Hey sweetheart, how have you been? I know it has been sometime now that we have been apart...I would be lying if I said I did not miss you. It pains me that I have to be so many miles away from you, that I even have to write this instead of saying it to you as you sit by my side, but I guess that is something I have to accept. The job still is not going so well, I hate what I am doing and sometimes I wonder if I should change my career completely. I don't know what to do, everything seems so much easier when we are with each other. I hate that life is so complicated and there are so many obstacles along the way before you can be truly happy. But like I always said to you, being happy just to be should be the true creed....I'm trying. Whenever I'm really down I look at that picture of you when you were little, and I find a way to smile...you look so adorable with those chicken legs haha =). Ahh to be innocent again, and not have to deal with all this nonsense. Remember when we used to say we just wanted to run away together and start a new life, to just put it all behind and be completely content that we had each other. Maybe that's all we need. I envision that sometimes...it's such a serene dream...you in the garden planting flowers, me on the porch listening to the game on the radio with the rolling hills in the distance. Great dream, and then I wake up and my boss is in my face yelling at me and reality hits haha.
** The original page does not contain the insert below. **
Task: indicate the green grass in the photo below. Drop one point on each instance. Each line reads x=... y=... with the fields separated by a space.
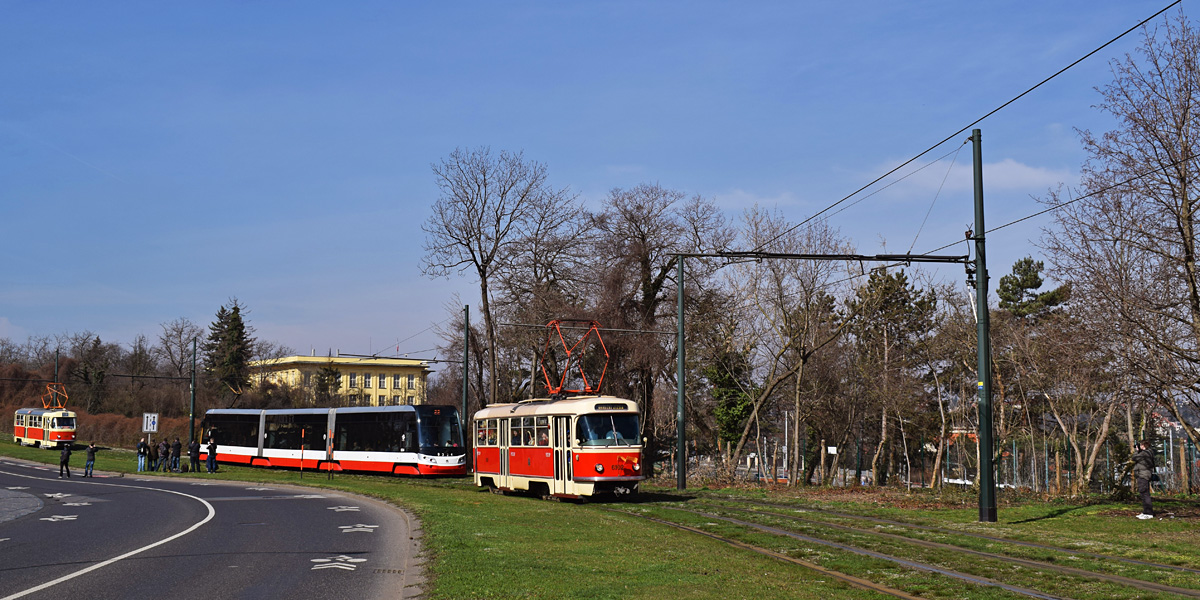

One day we'll make it happen, I promise I'll be back....but for now....what's going on up there, how are classes and work going? Don't worry so much about school, everything always has a way of working itself out (and if it doesn't you can always wear the hat I gave you reaaal low at your desk and let your eyes wander.... like you don't do that already!) Last time we talked, you were kinda down and not yourself, you know it pains me to know you're not yourself...stay positive and go out! Make some new friends, try new things, show the world that beautiful smile of yours. You're going to be just fine....just go to Fairfield like we always used to do and think things through. It's not the same without you but...I go to the mill in town and sit by the waterfall sometimes because it's so beautiful and peaceful...just like our spot by the lake. Not a day goes by that I don't wish you were here with me. Stay smiling...I'll try to do the same. I love you with all my heart.